Israeli Offensive In Gaza Is Risky
Updated: 12:27am UK, Thursday 15 November 2012
By Sam Kiley, Middle East Correspondent
Israel's spectacular escalation of the conflict in the Gaza Strip in a bid to secure its southern population against the constant threat from Palestinian rockets risks having the opposite effect.
In the worst case scenario it could undermine the bedrock of the Jewish state's security. This is its peace treaty with Egypt, Israel's southern neighbour.
Within hours of the latest bloodletting, which began with an Israeli air force missile strike on the moving car of Ahmed Jabari, the leader of Hamas' military wing, Egypt had ordered its ambassador out of Tel Aviv and the Israeli envoy to Cairo was packing his bags.
Egypt had played an important role in persuading Hamas to de-escalate its own attacks on Israel and police more militant groups in the Strip which it has ruled since 2007.
Cairo managed just such an agreement the day before Israel launched Operation Pillar of Defence, its new campaign to decapitate Hamas.

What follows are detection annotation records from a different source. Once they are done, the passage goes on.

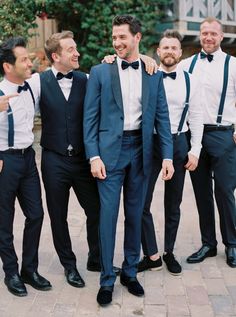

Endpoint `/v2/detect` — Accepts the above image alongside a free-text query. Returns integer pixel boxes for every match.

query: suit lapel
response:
[110,62,123,111]
[141,62,150,113]
[48,70,66,100]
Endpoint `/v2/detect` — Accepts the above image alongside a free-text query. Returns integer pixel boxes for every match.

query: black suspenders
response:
[0,83,35,148]
[188,54,231,125]
[177,71,190,135]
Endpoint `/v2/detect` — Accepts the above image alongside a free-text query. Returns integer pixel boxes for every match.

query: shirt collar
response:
[201,47,223,61]
[51,65,73,77]
[116,56,141,69]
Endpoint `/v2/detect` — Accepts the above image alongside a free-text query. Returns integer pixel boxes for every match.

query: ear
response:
[52,53,60,62]
[136,32,142,42]
[2,62,13,74]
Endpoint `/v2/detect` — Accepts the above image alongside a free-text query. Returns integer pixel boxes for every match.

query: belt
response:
[123,129,142,136]
[0,145,32,155]
[204,124,234,132]
[43,147,81,156]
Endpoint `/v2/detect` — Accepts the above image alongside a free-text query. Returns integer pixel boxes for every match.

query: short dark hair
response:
[112,15,142,35]
[0,36,27,75]
[44,31,74,64]
[159,29,183,43]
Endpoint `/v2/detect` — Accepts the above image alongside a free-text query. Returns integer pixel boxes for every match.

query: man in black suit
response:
[38,31,101,287]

More than 100 rockets and mortars had been launched into Israel in the previous 24 hours.
Israel understandably could not tolerate a barrage which sooner or later would cause civilian casualties.
It has promised a campaign lasting several days. It issued sneering Tweets warning Hamas operatives no matter how lowly, not to emerge from underground shelters.
There was a time perhaps even in 2008 when Israel launched its last campaign in Gaza, that Israel might have been able to impose peace for itself by force.
But a Harmattan of revolutionary fervour has blown through the Islamic world carrying with it the Muslim Brotherhood and its allies into the presidency of Egypt. Hamas is to some extent, a child of the Brotherhood.
Mohammed Morsi, Egypt's president, is a member of the movement. He may be exasperated by Hamas' petulance and its violence if he does not want to see it dismembered.
The Arab street has never been keen on peace with the 'Zionist Entity'. Morsi knows this, and while he has insisted he will respect Egypt's treaties, his spokesmen have warned of regional insecurity if Israel persists with its military campaign.
They do not mean that Egypt will give up on peace - rather that the violent al Qaeda-linked groups that have been growing in strength in the Sinai and elsewhere in Egypt will draw strength from the spectacle of Israeli aggression in Gaza.
But for Israel to leave Hamas intact now would look like a defeat. Destroying it could be worse, a regional conflagration might follow.
The best hope to avoid these nightmare scenarios is for the United States, the biggest donors to Israel, Egypt, and the Palestinians to step in and demand that all sides engage in a Washington sponsored peace process.
So far there hasn't been a whiff of that.